A mixture of trends were forecast for steel, iron ore and coking coal prices in 2020 at the London Metal Exchange Ferrous Focus session this week.

“Steel is going to drift a bit lower, but not collapse,” Citi research analyst Tracy Liao told delegates on Thursday October 31, “[and] iron ore will go quite a bit lower, whereas coking coal prices will go up.” 

Liao said that while there has been slowdown in growth over the past two years in many regions, there was now an expectation, in advanced economies at least, to see a bottoming out in the first half of next year.

China, meanwhile, has had a strong performance in the real estate sector with low single-digit growth in real estate sales, she said, while in infrastructure – the second largest end-user sector for ferrous products – the year-to-date performance had been well below expectations and was struggling for growth.

The automotive sector, which consumes large quantities of flat steel, has been weak globally this year, she said, pointing to lower car sales in China, India and the European Union.

“It is a sector [that] is expected to have the most challenges over next two to three years,” she said, adding that while “we do expect China’s auto sales to stop falling,” doubts remained over the chances of a strong rebound.

The downbeat automotive market has been most evident in European hot rolled coil prices, which have fallen consistently so far this year. Having started 2019 at €520-530 per tonne ex-works, they were down to €415-425 per tonne ex-works by October 30.

In China – where relatively low inventories reflect healthy demand – steel mills have, nonetheless, been struggling on steelmaking margins, “drifting to almost zero now,” Liao said. “They’ve not been making a great profit, but they are financially resilient,” she added.

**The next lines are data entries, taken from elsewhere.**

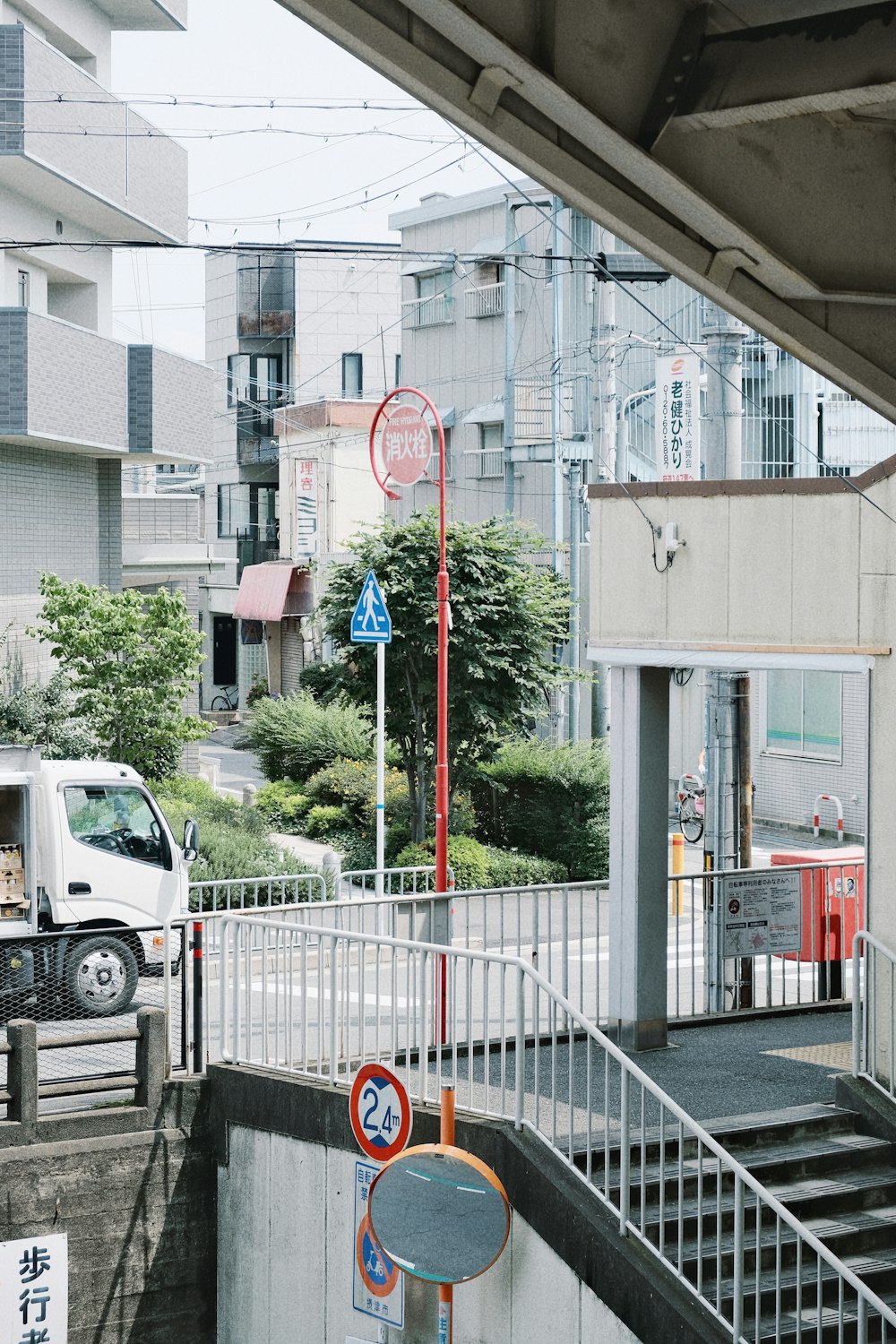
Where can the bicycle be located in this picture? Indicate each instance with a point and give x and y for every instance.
(691, 806)
(228, 699)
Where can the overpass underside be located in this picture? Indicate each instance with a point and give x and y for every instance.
(751, 156)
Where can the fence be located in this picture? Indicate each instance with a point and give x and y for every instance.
(317, 1003)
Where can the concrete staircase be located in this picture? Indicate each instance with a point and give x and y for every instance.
(841, 1185)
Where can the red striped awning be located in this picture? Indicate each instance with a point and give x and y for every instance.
(271, 590)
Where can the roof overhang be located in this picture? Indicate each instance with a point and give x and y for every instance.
(271, 591)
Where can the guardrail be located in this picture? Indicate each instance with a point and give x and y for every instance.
(874, 1013)
(319, 1003)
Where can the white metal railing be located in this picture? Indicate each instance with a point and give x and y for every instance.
(484, 300)
(427, 312)
(874, 1013)
(317, 1004)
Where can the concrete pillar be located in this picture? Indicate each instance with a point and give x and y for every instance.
(638, 857)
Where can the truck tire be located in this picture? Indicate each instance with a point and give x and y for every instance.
(99, 976)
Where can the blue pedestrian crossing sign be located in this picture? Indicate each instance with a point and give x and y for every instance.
(371, 623)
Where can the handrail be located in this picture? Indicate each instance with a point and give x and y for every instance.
(629, 1070)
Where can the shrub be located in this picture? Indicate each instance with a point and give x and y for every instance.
(257, 691)
(323, 822)
(509, 868)
(295, 737)
(282, 806)
(548, 801)
(466, 857)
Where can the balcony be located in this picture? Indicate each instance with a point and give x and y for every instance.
(484, 301)
(73, 392)
(427, 312)
(125, 179)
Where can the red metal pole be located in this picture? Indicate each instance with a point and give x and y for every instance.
(441, 731)
(446, 1290)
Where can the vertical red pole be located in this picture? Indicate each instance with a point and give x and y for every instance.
(441, 731)
(446, 1290)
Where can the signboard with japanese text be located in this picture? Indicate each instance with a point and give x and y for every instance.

However, she warned that, away from China, steel mill margin were still under a huge amount of pressure, resulting in companies “running flat, or at break even.” 

In iron ore, Liao noted that it had been an eventful year so far in 2019, with supply disruptions resulting from accidents, maintenance and extreme weather events affecting major companies around the world and knocking out millions of tonnes of capacity.

But she said production and deliveries were now back on track, and the market was now likely to shift toward oversupply in the next two or three years.

Iron ore prices soared in the first half of 2019, with Fastmarkets’ iron ore 65% Fe blast furnace pellet index, cfr Qingdao, reaching a year-to-date high of $147.08 per tonne cfr Qingdao on July 5, up from $121.38 per tonne on January 4. Even so, Liao said the iron ore prices were not high enough to encourage much in terms of new capacity. 

With the trend for prices to gradually drift down, the path ahead could be bumpy, Liao told delegates. 

For coking coal, there was a different story, she said, because supply “does not have the same story as iron ore. There is a decent amount of capacity to return back to the market, which could put pressure on prices, giving it the opposite situations to iron ore.”

But Liao said that environmental issues and a lack of finance for coal projects, means that upcoming coking coal projects – those expected to start up over the next five to 10 years – were unlikely to result in large supply growth.

A higher intake of hard coking coal is predicted in China, where older, smaller furnaces are being phased out, replaced by bigger furnaces that require large amounts of hard coking coal, Liao said, adding that Australia was likely to be the only region that could grow its coking coal capacity over the next few years.

She predicted that iron ore prices will fall further next year, while coking coal prices could see some upside in 2020 before moving down in 2022.